Shareholders approve Fiat Chrysler-Peugeot merger
Shareholders of Fiat Chrysler Automobiles and Peugeot parent Groupe PSA voted overwhelmingly Monday to merge their companies, creating the world’s fourth-largest automaker.
Why it matters: The shift toward electric, self-driving technology has left legacy carmakers scrambling to pool resources — or in this case, merge completely — in order to help shoulder the capital burden of the transformation.

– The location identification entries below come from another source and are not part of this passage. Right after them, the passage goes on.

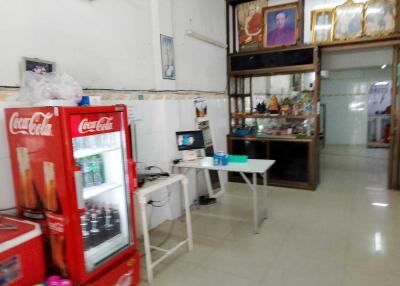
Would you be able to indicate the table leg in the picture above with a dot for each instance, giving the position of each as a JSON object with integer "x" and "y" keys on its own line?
{"x": 265, "y": 194}
{"x": 253, "y": 188}
{"x": 187, "y": 213}
{"x": 255, "y": 204}
{"x": 146, "y": 238}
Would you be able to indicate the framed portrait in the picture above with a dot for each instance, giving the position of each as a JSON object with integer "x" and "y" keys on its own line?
{"x": 280, "y": 25}
{"x": 322, "y": 25}
{"x": 38, "y": 65}
{"x": 348, "y": 21}
{"x": 250, "y": 24}
{"x": 380, "y": 17}
{"x": 167, "y": 57}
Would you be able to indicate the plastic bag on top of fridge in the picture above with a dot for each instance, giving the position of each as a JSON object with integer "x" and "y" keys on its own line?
{"x": 37, "y": 87}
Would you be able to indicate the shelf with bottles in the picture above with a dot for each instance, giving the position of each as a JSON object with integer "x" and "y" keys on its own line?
{"x": 94, "y": 191}
{"x": 106, "y": 249}
{"x": 94, "y": 144}
{"x": 274, "y": 128}
{"x": 101, "y": 231}
{"x": 266, "y": 115}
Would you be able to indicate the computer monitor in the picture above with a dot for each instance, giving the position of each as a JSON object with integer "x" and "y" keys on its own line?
{"x": 190, "y": 140}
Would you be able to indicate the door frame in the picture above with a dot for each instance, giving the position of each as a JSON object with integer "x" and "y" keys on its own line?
{"x": 394, "y": 153}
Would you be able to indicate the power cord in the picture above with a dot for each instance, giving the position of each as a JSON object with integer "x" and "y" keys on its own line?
{"x": 8, "y": 209}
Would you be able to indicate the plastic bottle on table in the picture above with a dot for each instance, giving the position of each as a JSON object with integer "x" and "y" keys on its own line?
{"x": 86, "y": 172}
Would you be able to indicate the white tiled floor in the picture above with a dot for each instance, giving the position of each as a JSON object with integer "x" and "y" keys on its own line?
{"x": 333, "y": 236}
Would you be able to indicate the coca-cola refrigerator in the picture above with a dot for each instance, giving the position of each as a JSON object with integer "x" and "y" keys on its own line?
{"x": 73, "y": 173}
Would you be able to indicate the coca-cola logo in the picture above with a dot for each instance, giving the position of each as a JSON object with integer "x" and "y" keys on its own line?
{"x": 36, "y": 125}
{"x": 125, "y": 280}
{"x": 103, "y": 124}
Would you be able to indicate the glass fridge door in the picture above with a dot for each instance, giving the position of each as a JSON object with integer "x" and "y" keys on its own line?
{"x": 106, "y": 222}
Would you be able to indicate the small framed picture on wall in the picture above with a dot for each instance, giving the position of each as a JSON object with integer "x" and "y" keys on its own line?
{"x": 322, "y": 25}
{"x": 167, "y": 57}
{"x": 38, "y": 65}
{"x": 280, "y": 25}
{"x": 348, "y": 21}
{"x": 380, "y": 17}
{"x": 250, "y": 24}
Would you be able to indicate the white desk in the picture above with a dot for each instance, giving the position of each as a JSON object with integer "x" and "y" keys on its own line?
{"x": 251, "y": 166}
{"x": 142, "y": 194}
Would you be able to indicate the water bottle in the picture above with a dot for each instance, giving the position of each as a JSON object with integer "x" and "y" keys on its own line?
{"x": 100, "y": 164}
{"x": 86, "y": 172}
{"x": 95, "y": 170}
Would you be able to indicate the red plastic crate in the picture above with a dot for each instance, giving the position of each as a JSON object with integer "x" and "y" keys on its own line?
{"x": 21, "y": 253}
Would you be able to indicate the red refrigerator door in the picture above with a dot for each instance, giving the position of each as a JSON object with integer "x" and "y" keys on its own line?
{"x": 103, "y": 221}
{"x": 36, "y": 151}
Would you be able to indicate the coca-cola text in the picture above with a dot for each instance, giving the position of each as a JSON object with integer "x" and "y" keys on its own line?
{"x": 37, "y": 125}
{"x": 103, "y": 124}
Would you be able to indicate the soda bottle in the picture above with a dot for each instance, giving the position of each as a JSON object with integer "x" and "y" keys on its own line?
{"x": 100, "y": 165}
{"x": 109, "y": 223}
{"x": 87, "y": 174}
{"x": 95, "y": 170}
{"x": 117, "y": 221}
{"x": 51, "y": 200}
{"x": 94, "y": 231}
{"x": 28, "y": 193}
{"x": 85, "y": 231}
{"x": 100, "y": 224}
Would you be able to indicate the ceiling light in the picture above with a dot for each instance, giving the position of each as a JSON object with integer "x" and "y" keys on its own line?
{"x": 378, "y": 241}
{"x": 380, "y": 204}
{"x": 382, "y": 83}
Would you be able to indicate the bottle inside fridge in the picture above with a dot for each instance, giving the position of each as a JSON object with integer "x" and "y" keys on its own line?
{"x": 105, "y": 220}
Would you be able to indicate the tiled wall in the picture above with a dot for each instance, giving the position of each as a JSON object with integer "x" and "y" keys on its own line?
{"x": 157, "y": 118}
{"x": 345, "y": 95}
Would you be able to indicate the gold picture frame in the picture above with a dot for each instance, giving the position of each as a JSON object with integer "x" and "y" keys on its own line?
{"x": 249, "y": 25}
{"x": 322, "y": 25}
{"x": 348, "y": 21}
{"x": 280, "y": 25}
{"x": 380, "y": 18}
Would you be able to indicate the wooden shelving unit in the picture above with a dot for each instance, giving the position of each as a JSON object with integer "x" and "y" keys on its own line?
{"x": 297, "y": 158}
{"x": 301, "y": 58}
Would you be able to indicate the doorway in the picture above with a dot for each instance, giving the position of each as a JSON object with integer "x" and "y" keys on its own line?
{"x": 356, "y": 99}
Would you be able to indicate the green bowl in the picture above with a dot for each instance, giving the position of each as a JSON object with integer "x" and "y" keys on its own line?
{"x": 237, "y": 158}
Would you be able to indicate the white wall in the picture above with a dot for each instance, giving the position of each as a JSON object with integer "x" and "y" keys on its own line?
{"x": 200, "y": 66}
{"x": 116, "y": 45}
{"x": 102, "y": 44}
{"x": 345, "y": 94}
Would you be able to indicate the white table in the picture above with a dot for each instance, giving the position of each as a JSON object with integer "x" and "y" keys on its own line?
{"x": 142, "y": 195}
{"x": 251, "y": 166}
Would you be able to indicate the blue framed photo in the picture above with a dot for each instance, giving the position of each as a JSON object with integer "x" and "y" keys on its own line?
{"x": 38, "y": 65}
{"x": 280, "y": 25}
{"x": 167, "y": 57}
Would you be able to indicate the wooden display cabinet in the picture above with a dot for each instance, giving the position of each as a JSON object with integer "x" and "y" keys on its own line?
{"x": 297, "y": 158}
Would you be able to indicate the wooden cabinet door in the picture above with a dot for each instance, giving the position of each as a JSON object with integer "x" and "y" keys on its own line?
{"x": 394, "y": 156}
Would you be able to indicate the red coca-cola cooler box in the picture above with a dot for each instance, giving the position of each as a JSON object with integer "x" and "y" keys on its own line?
{"x": 21, "y": 252}
{"x": 73, "y": 173}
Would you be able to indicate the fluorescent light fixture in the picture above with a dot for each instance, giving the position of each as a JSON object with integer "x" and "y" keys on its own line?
{"x": 357, "y": 106}
{"x": 378, "y": 241}
{"x": 382, "y": 83}
{"x": 205, "y": 39}
{"x": 323, "y": 27}
{"x": 380, "y": 204}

- “We are living through a profound era of change in our industry,” Fiat Chrysler chair John Elkann said at his company's virtual shareholders’ meeting, per AP.
- “We believe that the coming decade will redefine mobility as we know it. We and our merger partners at Groupe PSA are intent on playing a leading role in building this future. It is this intention that has brought us together.”
Details: The new company, to be called Stellantis, will combine 14 car brands — five from PSA, including Peugeot and Citroen, and nine from Fiat Chrysler, including Jeep, Dodge, Ram, Fiat, Maserati and Alfa Romeo.
- PSA CEO Carlos Tavares will be CEO of the new company, while Elkann stays on as chairman. FCA CEO Mike Manley will run North American operations.
- The company will be based in the Netherlands, with stock listings in Paris, Milan and New York.
- Stellantis will have the capacity to produce 8.7 million cars a year, behind Volkswagen, Toyota and Renault-Nissan, and create 5 billion euros ($6.1 billion) in annual cost savings.
Flashback: The companies announced plans to merge in December 2019, but amended the terms last September to reflect the COVID-19 pandemic's impact on the industry.